Alzo lo sguardo e mordo l'interno della mia guancia nel vedere Mattia Caruso proprio davanti a me.
Il mio nuovo coinquilino.
Lui inarca un sopracciglio e osserva i cocci di vetro sparsi sulle mattonelle chiare, poi punta i suoi occhi neri su di me e trattiene a malapena un sorrisetto divertito.

«Che ci fai qui?», è la prima cosa che mi viene in mente da dire.
Il moro scuote la testa e muove un passo avanti, «È casa mia, forse?»
«Ehm, sì, certo. Hai già portato tutte le tue cose?»
«I miei amici mi stanno aiutando con il trasloco. Mi trasferisco oggi in modo definitivo».
Ah, bene.
Devo ricordarmi di mettere in gabbia Martina.

«Uhm, okay.

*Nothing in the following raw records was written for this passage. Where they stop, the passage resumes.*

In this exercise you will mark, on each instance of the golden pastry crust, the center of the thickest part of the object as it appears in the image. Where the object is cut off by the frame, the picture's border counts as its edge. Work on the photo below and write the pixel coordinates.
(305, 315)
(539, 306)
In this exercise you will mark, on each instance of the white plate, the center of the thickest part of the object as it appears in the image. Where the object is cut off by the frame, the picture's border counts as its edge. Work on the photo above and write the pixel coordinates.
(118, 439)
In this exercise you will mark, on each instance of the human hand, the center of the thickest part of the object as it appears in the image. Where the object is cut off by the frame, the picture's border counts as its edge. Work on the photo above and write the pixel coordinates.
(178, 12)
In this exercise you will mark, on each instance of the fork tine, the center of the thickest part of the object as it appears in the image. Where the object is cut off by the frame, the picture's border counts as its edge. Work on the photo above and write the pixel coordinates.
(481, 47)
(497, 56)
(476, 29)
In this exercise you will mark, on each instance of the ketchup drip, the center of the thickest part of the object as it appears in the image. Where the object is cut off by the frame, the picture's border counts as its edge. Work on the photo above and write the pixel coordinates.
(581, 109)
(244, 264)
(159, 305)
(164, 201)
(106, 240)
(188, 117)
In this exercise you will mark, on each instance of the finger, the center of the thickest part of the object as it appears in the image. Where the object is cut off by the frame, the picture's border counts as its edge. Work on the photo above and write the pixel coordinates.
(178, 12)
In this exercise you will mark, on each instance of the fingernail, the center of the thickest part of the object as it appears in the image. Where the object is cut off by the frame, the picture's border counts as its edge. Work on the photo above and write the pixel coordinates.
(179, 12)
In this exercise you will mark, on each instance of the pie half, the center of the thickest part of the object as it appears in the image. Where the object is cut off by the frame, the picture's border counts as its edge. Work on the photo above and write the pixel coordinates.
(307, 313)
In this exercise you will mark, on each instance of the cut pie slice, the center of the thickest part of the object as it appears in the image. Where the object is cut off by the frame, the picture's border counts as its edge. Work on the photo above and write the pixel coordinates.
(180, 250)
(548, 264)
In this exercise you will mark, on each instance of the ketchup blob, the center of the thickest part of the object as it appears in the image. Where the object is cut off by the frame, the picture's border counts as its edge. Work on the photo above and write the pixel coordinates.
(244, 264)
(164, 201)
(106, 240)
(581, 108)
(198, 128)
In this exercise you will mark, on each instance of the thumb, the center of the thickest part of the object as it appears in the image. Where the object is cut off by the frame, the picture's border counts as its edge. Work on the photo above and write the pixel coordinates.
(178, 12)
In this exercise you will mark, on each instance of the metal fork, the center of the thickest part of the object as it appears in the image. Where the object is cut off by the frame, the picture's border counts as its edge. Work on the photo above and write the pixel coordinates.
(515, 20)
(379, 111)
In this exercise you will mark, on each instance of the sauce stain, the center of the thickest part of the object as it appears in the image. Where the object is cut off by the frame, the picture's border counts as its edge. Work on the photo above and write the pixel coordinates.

Vado a prendere una scopa per... Ripulire tutto», indico il pavimento e lui annuisce distrattamente prima di avvicinarsi al frigo.
Osserva attentamente gli scaffali e morde le sue labbra rosse, «Qual è il mio?»
«L'ultimo in basso, credo. Prendi quello vuoto», dunque lo supero ed inspiro il suo profumo dolce mentre esco dalla stanza.
Ha un buon odore.

Recupero una scopa e torno in cucina dove Mattia sta riempiendo con un po' di spesa il suo scompartimento.
Non dice una parola ed io mi sento un po' troppo a disagio mentre pulisco il disastro che ho combinato.
Quindi decido di fare conversazione.
O almeno ci provo.

«Cosa studi?».
Il ragazzo si passa una mano tra i capelli castani ed infila una confezione di yogurt nel frigo, «Ingegneria Biomedica», risponde semplicemente.
E non mi chiede cosa studio io.
Simpatico.
«Ehm, wow, bello. A che anno sei?»
«Terzo»
«Quindi ti laurei quest'anno?»
«In teoria», detto questo, chiude il frigo e provoca un tonfo sordo.
Si sforza di farmi un sorriso di circostanza e poi va via.
Niente da fare.
È proprio antipatico come immaginavo.
Bah.

Butto i cocci dentro la spazzatura e mi concedo un respiro profondo prima di tornare in camera da Marco che ha finito di colpire a caso il muro con il suo stupido martello.
«Qui ho finito. Adesso possiamo parlare?», si stampa un'espressione da cane bastonato sul volto ed io scrollo le spalle e afferro le chiavi della mia auto.
«Ci sarebbero degli scatoloni da portare qui. Pensi di riuscire a farlo? Sono nel bagagliaio».
Marco arriccia il suo piccolo naso e passa una mano tra i suoi capelli scuri e ricci, «Va bene, Adè. Ma poi parliamo, okay?»
«Ma certo».
E sono più falsa di una moneta da tre euro.